According to a further beneficial embodiment providing the surface structured layer can comprise the step of forming the surface structured layer integrally with the secondary conductive member. This can achieve the advantage that the primary conductive member and the surface structured layer form a single body. Advantageously, the second conductive layer can be prepared with the surface structure prior to applying the secondary conductive member to the substrate respectively the primary conductive member. The surface structured layer can be formed integrally on the complete surface of the secondary conductive member to seamlessly bond the secondary conductive member to the substrate. The method can comprise applying the secondary conductive member to a predetermined application area of the substrate. Preferably, the surface area of the predetermined application area is smaller than a surface area of the substrate, respectively an area covered by the primary conductive member.

The surface structure can be created galvanically such that the structure grows on the secondary conductive member. The secondary conductive member may have a higher shielding efficiency that the primary conductive member. The surface structured layer can be applied locally to predetermined enforcement areas to selectively increase the bond strength to the substrate, respectively the primary conductive member. Thus, the surface structured layer, respectively, the process of growing the surface structured layer can be applied locally to predetermined enforcement areas of the secondary conductive member. Areas for growing the surface structure can be defined by applying a lithographic process to the secondary conductive member which prepares predetermined areas for structure application, respectively nanowire growth.

According to a further embodiment, the method can comprise the step of providing a further surface structured layer facing the surface structured layer. The further surface structured layer can be formed on the primary conductive member, preferably on a surface facing the secondary conductive member, when the surface structured layer is formed on the secondary conductive member. Alternatively, the further surface structured layer can be formed on the secondary conductive member, preferably on a surface facing the primary conductive member, when the nanowire layer is formed on the primary conductive member. This achieves the advantage that a surface structure is present on the primary conductive member as well as on the secondary conductive member.

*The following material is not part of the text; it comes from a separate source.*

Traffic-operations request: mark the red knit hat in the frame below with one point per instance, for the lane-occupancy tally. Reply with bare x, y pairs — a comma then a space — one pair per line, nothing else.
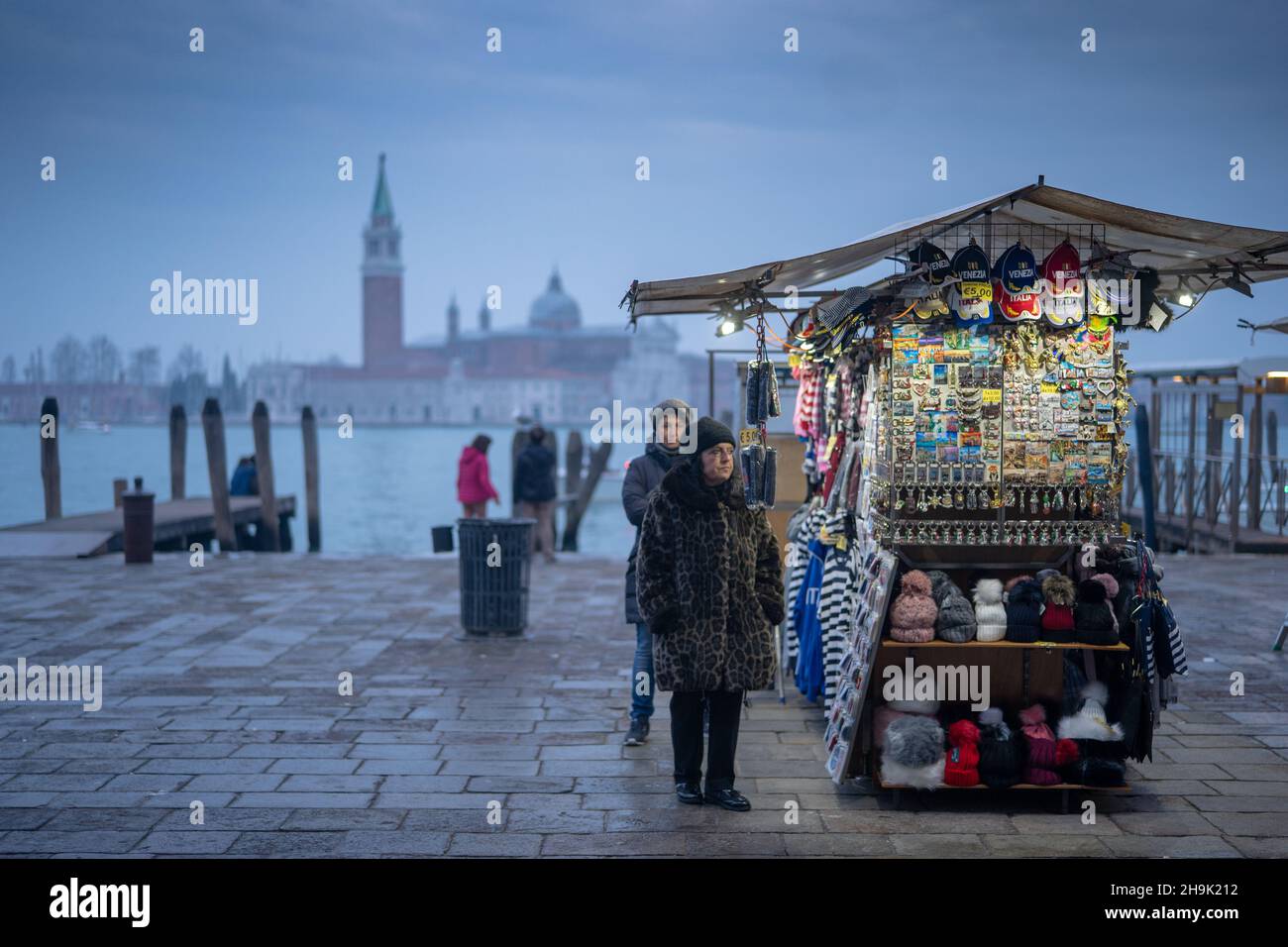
961, 764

The connection between the primary conductive member and the secondary conductive member can be formed by the surface structured layer interacting with the further surface structured layer. In particular ends of the nanowires facing the respective contact surface can bond with the contact surface, respectively the corresponding surface structured layer. This bond can be formed at the atomic level and can be similar to a sintering process. Preferably, the resulting connection can achieve a level of impermeability to fluids that corrosion of the connection and/or the interconnected components in the area of the connection can be prevented or at least limited. Preferably, the formed joint can be considered to be fully metallic. The connection can be obtained by a plurality of nanowires and thus by a plurality of elongated, hair-like structures, in particular in combination with applying pressure and/or heat. The surface structured layer and/or the further surface structured layer can form a buffer zone configured to equalize surface unevenness and/or roughness of the contact surfaces of the primary conductive member and/or the secondary conductive member.

The further surface structured layer facing the surface structured layer can be defined as providing the further surface structured layer parallel to the surface of the surface structured layer. Specifically, the further surface structured layer can be adjacent to the surface structured layer such that the surface structured layer and the further surface structured layer form a single contact surface when joined together.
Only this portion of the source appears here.